I read today on Drudge that Marco Rubio, the Florida senator and presidential candidate, thinks America is doing great. I have news for him as a fellow Floridian. Last week a complete stranger knocked on my door and asked for the fruit on the fruit tree on the property I rent. I had already been asked for the fruit by a neighbor. My neighbor actually picked an entire box and seem very happy to have it. This is the new America.
Charles Hugh Smith seems to have a good take on it…
Is the Stock Market Now “Too Big to Fail”?
“Who knows what will trigger Fed intervention; that information is asymmetric, i.e. only known to Fed insiders.”
Geez, have to be brave to short. Today futures are up based on Japan renewing intervention. I read where Gartman says to get into cash or short term corp bonds. Bonds? Call me cynical but I think this market isn’t based on anything, let alone raising money for actual development/investment.
I have really been fascinated watching the ups and downs this summer, mainly as entertainment. For the last two years my riskiest venture has been ‘rate climber’ GICs which maybe keep up with inflation. This afternoon I’m going fishing.
What’s in your wallet? (Goes the commercial). Risk or cash? Risk would be fine if there were actually fundamentals at work that Joe Blow could understand. Instead, everything is based on manipulation by psychopaths. Like I said, good time to go fishing.
It was Bill Gross who said go cash. Gartman says to short. Hah .
I believe the question still remains: Is this The Big One or is it only a much needed correction?
On the subject of entertainment, am I the only one wondering why it (the ‘market’) chose this particular time to correct? What I mean is all the reasons cited for the downturn have been at work for months; it just as easily could have happened a year ago. So: Why now?
Even to algos, reality eventually sets in
The “why now” question has a lot to do with Wall St. traditions. The summer is usually quite because this is when the guys spend time with their families after not being home during the school year. It is also the time they spend the bonus money. September is when they get back to business and need to clean up all the crap before the year ends. September traditionally is the worst month. Followed by October when the guys who weren’t that sure dump the rest of the garbage.
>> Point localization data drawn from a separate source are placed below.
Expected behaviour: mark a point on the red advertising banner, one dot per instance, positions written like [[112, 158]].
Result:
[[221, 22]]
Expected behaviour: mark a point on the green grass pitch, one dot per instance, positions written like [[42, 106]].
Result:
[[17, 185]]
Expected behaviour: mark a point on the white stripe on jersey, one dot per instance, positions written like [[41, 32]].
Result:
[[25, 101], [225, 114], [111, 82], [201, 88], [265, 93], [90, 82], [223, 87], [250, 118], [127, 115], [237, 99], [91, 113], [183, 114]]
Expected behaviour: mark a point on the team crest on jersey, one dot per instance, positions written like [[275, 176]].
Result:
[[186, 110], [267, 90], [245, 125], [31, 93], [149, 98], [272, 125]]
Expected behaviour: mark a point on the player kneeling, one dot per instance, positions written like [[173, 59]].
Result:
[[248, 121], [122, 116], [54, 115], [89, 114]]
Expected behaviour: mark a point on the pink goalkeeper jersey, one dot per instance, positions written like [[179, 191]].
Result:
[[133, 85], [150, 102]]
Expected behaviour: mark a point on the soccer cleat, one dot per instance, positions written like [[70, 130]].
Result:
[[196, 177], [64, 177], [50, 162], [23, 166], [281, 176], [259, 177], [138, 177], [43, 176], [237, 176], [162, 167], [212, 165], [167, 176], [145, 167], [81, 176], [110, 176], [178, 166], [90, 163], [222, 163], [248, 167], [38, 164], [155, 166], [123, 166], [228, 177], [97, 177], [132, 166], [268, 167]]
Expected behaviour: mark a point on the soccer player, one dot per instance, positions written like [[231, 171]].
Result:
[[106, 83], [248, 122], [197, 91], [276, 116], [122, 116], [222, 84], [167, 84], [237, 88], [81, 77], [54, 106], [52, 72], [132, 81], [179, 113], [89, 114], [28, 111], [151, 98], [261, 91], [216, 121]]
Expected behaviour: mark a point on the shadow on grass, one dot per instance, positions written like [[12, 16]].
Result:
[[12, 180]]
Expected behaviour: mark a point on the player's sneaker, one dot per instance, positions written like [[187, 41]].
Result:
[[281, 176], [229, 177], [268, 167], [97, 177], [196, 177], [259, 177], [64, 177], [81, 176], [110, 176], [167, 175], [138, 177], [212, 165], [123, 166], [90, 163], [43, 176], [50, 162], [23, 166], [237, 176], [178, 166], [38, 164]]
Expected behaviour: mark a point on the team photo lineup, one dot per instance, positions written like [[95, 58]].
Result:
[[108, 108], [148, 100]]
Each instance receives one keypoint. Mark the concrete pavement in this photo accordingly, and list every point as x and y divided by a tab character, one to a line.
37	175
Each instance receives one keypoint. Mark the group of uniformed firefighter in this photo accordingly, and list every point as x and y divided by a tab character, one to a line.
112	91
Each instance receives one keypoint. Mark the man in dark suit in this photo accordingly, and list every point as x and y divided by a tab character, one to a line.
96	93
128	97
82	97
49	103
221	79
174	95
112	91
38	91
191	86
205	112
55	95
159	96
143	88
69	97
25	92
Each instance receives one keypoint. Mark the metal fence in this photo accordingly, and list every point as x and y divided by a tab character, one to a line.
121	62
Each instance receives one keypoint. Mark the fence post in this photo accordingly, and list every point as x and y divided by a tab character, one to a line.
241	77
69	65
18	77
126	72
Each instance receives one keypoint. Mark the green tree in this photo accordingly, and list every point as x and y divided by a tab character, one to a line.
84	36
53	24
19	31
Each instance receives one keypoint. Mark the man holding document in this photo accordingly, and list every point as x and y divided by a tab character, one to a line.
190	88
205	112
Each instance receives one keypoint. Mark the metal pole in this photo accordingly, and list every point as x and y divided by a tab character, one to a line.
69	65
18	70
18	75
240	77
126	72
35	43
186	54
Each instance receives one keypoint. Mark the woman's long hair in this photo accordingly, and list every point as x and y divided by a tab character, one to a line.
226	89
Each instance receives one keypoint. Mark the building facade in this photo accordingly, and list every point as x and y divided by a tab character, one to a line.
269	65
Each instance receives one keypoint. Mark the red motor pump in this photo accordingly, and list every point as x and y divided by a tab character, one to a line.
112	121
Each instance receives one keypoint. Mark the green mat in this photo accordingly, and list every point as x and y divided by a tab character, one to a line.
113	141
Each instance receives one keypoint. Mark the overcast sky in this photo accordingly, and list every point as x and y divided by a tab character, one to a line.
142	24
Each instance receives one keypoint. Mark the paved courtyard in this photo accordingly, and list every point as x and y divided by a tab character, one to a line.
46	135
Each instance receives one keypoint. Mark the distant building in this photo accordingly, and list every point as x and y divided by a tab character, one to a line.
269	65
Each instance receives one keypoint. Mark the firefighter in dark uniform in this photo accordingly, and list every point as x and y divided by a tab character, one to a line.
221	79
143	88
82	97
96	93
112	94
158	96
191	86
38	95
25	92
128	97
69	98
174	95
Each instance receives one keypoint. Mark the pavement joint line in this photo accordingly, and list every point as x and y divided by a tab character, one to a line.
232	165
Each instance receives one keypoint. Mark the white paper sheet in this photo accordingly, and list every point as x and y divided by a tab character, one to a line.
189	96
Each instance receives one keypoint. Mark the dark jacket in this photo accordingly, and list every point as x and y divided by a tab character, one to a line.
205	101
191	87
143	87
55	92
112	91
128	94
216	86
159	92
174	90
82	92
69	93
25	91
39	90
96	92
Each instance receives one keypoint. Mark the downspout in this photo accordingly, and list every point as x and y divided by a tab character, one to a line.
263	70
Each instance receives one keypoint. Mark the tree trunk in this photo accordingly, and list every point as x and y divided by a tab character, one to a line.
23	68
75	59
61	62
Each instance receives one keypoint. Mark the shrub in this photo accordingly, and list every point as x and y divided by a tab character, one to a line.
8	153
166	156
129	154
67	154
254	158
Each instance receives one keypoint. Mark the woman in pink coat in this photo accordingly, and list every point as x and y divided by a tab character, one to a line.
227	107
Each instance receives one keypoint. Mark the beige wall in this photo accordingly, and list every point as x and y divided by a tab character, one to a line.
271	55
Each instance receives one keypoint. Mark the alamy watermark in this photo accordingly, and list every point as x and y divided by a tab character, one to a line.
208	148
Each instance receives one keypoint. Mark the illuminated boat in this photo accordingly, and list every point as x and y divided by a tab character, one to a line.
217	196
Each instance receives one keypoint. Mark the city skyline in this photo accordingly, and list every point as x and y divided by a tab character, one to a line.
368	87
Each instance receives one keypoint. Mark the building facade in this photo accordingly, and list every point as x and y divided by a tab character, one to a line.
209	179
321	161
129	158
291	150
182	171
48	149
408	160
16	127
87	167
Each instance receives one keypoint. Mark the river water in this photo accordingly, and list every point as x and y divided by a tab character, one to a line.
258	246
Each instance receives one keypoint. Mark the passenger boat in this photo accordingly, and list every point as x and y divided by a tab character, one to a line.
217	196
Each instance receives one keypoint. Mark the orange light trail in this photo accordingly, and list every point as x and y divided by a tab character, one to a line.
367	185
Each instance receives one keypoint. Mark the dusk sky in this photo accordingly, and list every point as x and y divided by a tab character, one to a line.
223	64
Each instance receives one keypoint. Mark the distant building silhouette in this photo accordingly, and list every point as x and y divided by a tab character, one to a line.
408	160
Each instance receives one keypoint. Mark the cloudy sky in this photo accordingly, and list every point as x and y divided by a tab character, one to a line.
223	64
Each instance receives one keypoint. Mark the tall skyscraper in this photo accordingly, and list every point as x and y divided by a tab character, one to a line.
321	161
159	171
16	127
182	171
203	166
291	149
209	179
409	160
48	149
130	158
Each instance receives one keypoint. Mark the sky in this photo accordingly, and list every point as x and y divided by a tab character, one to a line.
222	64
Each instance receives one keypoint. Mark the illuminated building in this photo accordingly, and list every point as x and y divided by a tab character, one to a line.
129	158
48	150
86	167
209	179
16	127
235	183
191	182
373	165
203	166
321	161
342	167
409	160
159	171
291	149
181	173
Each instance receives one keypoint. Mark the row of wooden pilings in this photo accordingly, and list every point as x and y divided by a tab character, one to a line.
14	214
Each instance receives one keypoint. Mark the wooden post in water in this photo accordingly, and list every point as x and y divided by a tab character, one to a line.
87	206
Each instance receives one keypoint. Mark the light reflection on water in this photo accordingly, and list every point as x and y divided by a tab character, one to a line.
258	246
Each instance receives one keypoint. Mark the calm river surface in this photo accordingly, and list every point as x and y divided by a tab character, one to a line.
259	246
Well emerging markets are in bear market territory thanks to commodities bear market (and inputs to upstream goods with its own declining demand), Chinese comrades over-reacted and their PPT (plunge protection team) is running out of ammo all the while the ordinary citizens are holding bags and ghost cities are still vacant and looks like China is headed to the dreaded hard landing, dear leader Janet in deer facing headlight mode, and the global CB cabals’ Keynesian wetdreams are exposed and not working out.
I can’t remember where I saw it, but if you break down consumer confidence by region, it’s actually doing ok on the coast but poorly in the middle. Go figure.
Also, some great quotes from Bill Gross this morning:
He quoted Will Rogers amid the Great Depression, who said he was more concerned about the return of his money rather than the return on it.
“In the long run though, the return of your money will likely not pay for college, health care or retirement liabilities,” Gross wrote. “Finance-based capitalism with its zero-bound interest rates has now produced global imbalances that impair productive growth and with it the chances for ‘old normal’ prosperity.”
Dannie, the answer to your conundrum is that by and large, people in the Midwest still work for a living. Cheers!
Sabbie, the answer to your conundrum is that by and large people in the Midwest still work for a living. Cheers!